Either way, there's enough chance that you can't guarantee any given strategy will work particularly well, or even be available for you, while the degree of choice mentioned above means you have a fair control over your choices.
Imperial LegacyThis is easy to overlook, but there are essentially four game modes (beyond the intro variant).
You can choose the Republic (basic) or Imperium (aggressive) styles of play, which have slightly different card sets and rules variations.
There's also an officially-printed fan expansion (I assume this isn't in the standard edition?) that consists of a dozen or so extra cards which, in my opinion, are some of the most combo-heavy cards, which can be added to either above variant.
In the Black Box edition, these are all defined by variations on the cost symbol only, so are fairly easy to overlook. I got my copy of the game used, so don't know how they're normally packaged, but my group took a bit to decipher the "code."
Even if there weren't these variants, early game choices are hugely influential, enough that the dynamic of the game often changes dramatically from session to session. I don't know if this is because I haven't played a ton, but it feels like a very small number of early choices often leads to organically growing different styles of play.
While I'm at variants, the game can be played 2-5 players. I've mostly played 2-3, and some dynamics change, but I don't think player count hugely changes things, other than fewer players generally meaning you have more time to get rolling (since resources run out faster) and fewer things to keep track of. I think it plays pretty well, regardless.
Final ThoughtsI think all of that works out for a fantastically interesting game.

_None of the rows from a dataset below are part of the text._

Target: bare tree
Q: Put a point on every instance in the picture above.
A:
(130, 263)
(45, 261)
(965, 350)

My problem with it is that I think the combos are too strong. There are a lot that can effectively double or triple the number of things you can do in a given instance, and the right luck or emphasis on some interactions can mean players really take off. I'd personally have preferred to see the same principles, but reduced: maybe add caps on the number of bonus actions or bonus draws you can take off of buildings in a given turn or round, for instance.
It might just be that I like the training game enough that I don't enjoy the more radical swings that come off of heavy comboing, or it might just be that I'm still not so advanced at the game that I understand the broader balance at work.

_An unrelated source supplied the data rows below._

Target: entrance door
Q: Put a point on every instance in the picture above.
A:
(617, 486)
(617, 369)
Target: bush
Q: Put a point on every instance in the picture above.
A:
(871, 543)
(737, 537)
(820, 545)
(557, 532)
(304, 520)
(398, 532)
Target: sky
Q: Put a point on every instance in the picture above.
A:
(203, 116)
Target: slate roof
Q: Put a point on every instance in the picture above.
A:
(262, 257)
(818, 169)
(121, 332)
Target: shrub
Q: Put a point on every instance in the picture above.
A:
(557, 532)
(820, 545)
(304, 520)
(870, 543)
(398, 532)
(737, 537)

This is also not to say that the game always ends in some sort of combo cyclone or surprise win. Sometimes, it just acts like a normal game- someone has a stronger strategy and/or better luck, and they gradually get ahead, and seal the deal. The possibility of neat combos or surprise wins are actually nice, since it can snatch away what seems like a sure victory, adding tension rather than a foregone conclusion. Other times, combos can become crushing victories, or surprise endings can shut down the game before it gets started.
So... getting to that actual conclusion. I like it, but there's a "but."

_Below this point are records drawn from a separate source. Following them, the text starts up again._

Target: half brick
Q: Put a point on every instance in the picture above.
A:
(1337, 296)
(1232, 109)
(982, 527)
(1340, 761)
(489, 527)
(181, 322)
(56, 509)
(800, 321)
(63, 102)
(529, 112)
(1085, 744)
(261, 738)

Quite a few games end with me frustrated or just deflated and I'm definitely not always in the mood to play, but at the end of the day, I've never really considered getting rid of it nor have I wanted to stop playing it.
Talking through this as I look at what I've written and how I keep waffling... This is, I think, the first time where this has happened for me in writing these reviews, and I need to make a distinction between merit and taste. I think it's a very good game that isn't quite my taste. (...Except the cartoony edition. That's definitely not my taste. I'm not sure I'd have ever played the game, based on that art.)